While COVID-19 has preoccupied many of us with concerns around parish re-opening, health and even survival, creation continues both to inspire us with assurance of God’s providence and call us to repent and reframe our lives as it groans in travail. Longer and hotter heat waves – affecting everyone from southern Canada to the Arctic – and more intense storms remind us that the climate crisis has not gone away, despite our reduced travel. The proliferation of disposables, including masks and gloves that are needed to slow the spread of the virus, can be seen in the litter and pollution along our sidewalks, green spaces and waterways.
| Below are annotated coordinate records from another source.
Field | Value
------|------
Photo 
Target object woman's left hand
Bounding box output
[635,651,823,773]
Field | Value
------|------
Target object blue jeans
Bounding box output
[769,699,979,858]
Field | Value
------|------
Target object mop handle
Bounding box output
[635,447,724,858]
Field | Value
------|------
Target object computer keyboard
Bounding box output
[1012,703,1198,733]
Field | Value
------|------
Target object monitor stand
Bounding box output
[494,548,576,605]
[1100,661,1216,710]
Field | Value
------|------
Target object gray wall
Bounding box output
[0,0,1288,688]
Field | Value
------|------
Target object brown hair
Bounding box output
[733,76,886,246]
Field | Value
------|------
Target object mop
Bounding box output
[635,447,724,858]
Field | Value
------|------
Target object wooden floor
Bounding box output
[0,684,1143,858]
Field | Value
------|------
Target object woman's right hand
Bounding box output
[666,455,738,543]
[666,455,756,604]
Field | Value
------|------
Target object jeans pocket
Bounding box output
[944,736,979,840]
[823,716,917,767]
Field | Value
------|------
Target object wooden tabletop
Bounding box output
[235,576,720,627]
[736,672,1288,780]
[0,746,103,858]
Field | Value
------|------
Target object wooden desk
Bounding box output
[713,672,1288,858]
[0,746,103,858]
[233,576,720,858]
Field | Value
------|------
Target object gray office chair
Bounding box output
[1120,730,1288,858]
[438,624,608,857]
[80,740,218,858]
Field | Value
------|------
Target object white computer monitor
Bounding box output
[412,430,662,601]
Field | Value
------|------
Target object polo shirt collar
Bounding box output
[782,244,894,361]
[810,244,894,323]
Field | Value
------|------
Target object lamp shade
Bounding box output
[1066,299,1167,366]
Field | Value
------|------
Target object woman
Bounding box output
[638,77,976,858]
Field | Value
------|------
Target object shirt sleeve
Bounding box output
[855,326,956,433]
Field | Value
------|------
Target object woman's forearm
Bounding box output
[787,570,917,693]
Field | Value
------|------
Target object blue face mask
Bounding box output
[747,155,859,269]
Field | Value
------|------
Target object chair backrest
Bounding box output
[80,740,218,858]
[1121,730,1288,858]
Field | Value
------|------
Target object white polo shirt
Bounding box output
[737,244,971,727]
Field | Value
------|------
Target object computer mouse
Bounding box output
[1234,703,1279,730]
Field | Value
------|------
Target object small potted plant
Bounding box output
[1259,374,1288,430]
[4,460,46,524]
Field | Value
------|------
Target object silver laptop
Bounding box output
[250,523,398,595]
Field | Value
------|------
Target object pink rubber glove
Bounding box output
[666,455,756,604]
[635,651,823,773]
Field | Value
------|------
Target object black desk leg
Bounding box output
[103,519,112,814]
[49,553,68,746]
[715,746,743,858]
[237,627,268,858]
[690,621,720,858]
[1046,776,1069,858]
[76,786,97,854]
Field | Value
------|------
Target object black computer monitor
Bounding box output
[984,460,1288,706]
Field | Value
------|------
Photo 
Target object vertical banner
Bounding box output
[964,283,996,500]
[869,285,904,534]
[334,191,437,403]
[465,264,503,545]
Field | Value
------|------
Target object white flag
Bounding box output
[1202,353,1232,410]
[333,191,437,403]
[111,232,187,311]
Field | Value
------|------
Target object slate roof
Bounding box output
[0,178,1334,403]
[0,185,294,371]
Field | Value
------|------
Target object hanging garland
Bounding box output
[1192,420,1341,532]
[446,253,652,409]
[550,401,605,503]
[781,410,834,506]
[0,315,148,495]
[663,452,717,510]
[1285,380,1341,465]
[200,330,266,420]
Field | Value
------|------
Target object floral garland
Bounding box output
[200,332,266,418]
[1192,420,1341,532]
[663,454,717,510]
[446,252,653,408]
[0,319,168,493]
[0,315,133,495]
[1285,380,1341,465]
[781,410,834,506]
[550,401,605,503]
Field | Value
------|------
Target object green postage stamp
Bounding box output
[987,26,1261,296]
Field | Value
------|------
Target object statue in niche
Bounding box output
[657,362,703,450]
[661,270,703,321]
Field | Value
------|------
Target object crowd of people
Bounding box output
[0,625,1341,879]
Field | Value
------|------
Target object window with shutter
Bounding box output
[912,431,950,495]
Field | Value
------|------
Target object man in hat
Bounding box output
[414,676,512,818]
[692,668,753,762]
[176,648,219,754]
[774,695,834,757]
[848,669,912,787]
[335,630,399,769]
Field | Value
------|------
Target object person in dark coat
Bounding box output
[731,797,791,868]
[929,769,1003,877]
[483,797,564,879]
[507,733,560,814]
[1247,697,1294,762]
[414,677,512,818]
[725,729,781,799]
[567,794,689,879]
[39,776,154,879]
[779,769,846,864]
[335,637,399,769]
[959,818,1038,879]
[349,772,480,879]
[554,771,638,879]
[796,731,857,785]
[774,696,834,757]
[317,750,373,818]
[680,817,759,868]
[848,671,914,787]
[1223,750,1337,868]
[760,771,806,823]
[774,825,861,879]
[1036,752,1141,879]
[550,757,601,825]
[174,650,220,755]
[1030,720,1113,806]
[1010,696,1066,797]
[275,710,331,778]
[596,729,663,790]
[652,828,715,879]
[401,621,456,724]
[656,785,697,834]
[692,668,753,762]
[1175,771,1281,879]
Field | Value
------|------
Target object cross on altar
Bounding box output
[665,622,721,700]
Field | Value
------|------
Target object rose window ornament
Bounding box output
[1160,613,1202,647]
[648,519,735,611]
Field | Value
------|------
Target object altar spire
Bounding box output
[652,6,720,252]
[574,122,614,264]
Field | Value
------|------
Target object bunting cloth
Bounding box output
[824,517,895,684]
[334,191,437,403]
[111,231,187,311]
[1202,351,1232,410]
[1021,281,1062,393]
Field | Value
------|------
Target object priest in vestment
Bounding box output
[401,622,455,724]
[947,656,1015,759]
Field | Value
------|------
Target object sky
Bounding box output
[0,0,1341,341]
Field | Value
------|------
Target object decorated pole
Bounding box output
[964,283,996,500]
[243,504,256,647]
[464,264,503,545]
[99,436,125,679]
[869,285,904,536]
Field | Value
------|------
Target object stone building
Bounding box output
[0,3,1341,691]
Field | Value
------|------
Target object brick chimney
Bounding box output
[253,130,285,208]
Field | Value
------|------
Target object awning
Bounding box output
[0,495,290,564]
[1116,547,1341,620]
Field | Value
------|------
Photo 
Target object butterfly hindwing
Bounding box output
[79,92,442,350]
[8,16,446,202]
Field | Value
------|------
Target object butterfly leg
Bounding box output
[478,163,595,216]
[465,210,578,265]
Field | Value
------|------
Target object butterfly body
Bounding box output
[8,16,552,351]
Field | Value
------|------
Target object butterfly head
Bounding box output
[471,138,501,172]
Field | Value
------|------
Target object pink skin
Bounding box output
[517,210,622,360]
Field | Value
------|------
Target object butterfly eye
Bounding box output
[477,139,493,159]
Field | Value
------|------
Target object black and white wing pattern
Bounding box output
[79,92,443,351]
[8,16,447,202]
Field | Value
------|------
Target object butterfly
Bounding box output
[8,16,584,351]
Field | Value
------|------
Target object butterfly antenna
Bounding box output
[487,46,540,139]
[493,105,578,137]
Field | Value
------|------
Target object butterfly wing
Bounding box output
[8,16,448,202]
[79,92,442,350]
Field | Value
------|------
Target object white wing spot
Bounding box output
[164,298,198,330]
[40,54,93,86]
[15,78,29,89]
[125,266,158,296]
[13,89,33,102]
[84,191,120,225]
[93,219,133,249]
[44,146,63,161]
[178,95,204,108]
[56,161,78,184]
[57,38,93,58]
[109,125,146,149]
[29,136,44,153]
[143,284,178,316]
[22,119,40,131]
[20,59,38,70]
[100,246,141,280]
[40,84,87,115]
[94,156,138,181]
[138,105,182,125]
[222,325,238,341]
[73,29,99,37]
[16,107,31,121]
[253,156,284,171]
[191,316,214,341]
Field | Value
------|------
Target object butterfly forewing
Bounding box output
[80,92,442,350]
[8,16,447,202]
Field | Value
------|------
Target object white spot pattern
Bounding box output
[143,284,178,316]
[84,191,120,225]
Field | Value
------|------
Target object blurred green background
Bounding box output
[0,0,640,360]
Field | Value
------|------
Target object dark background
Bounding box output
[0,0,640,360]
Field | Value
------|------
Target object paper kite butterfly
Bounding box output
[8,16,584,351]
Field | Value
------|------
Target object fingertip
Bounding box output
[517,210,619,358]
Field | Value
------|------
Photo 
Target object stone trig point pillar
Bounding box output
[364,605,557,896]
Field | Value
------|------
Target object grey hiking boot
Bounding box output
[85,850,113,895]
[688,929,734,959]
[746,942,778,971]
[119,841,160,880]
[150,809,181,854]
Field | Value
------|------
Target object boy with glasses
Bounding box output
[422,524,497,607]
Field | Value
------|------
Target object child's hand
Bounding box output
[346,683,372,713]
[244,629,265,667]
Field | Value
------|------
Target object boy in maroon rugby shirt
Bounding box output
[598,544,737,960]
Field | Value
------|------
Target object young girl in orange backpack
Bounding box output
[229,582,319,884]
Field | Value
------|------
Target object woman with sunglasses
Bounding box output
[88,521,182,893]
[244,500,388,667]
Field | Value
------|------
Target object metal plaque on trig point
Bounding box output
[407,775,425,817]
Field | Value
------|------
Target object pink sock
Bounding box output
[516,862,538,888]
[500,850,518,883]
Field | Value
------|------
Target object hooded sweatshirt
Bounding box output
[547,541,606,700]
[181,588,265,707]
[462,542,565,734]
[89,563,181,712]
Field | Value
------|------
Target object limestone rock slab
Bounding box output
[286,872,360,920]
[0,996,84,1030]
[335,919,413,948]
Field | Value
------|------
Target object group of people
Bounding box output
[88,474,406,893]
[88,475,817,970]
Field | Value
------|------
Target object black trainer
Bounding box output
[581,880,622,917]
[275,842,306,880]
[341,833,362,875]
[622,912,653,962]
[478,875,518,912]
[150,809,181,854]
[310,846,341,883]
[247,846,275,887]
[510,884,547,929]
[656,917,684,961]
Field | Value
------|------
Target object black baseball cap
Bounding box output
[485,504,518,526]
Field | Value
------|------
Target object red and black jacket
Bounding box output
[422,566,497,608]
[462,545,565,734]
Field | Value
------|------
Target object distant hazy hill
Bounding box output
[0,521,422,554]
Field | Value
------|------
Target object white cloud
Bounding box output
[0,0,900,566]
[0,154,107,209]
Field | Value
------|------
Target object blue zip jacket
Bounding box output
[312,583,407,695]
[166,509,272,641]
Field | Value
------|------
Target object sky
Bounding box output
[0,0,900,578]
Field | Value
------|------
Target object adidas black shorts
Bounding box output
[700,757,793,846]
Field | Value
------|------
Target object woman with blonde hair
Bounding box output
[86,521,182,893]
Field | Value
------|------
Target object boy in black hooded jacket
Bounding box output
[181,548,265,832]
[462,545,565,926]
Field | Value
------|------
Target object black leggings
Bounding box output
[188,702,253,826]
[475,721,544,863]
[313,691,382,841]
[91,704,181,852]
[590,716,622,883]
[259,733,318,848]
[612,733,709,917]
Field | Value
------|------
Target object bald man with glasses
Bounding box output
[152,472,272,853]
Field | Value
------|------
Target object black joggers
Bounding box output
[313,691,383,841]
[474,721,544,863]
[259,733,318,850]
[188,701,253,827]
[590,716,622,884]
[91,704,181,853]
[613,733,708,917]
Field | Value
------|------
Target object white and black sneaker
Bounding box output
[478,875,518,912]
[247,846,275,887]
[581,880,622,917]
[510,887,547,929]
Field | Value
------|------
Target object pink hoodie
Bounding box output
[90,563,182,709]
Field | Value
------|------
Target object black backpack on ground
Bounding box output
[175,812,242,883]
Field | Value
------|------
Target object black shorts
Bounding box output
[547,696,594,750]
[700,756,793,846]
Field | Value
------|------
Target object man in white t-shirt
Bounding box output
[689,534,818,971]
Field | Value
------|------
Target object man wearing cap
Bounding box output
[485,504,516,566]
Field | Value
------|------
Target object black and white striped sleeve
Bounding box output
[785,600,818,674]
And yet, amidst the anxiety-provoking headlines, more and more of us are stopping to observe the birds. Downloads of bird-identification apps and people sharing sightings of the birds in their yards and local parks have exploded over the past weeks and months. More people are delighting in their own and their neighbour’s gardens as flowers break into bloom, and growing one’s own vegetables is, literally, grounding – offering people a tangible connection with the earth as well as food to sustain them.
“The cycles of the natural world haven’t been marred by the coronavirus, and witnessing that gives us a sense of hope and even reassurance in this dark and chaotic time,” says Julia Zarankin in a Globe and Mail op-ed. Similarly, Jesus in the gospels urges us to consider the birds of the air and lilies of the field, to set aside our worries and remember that God is the ground of our being and the source of all we need.
As we reflect on our connection with creation and the Creator during this Season of Creation, may we also move into a deeper understanding of our calling to tend and care for the earth and all her children.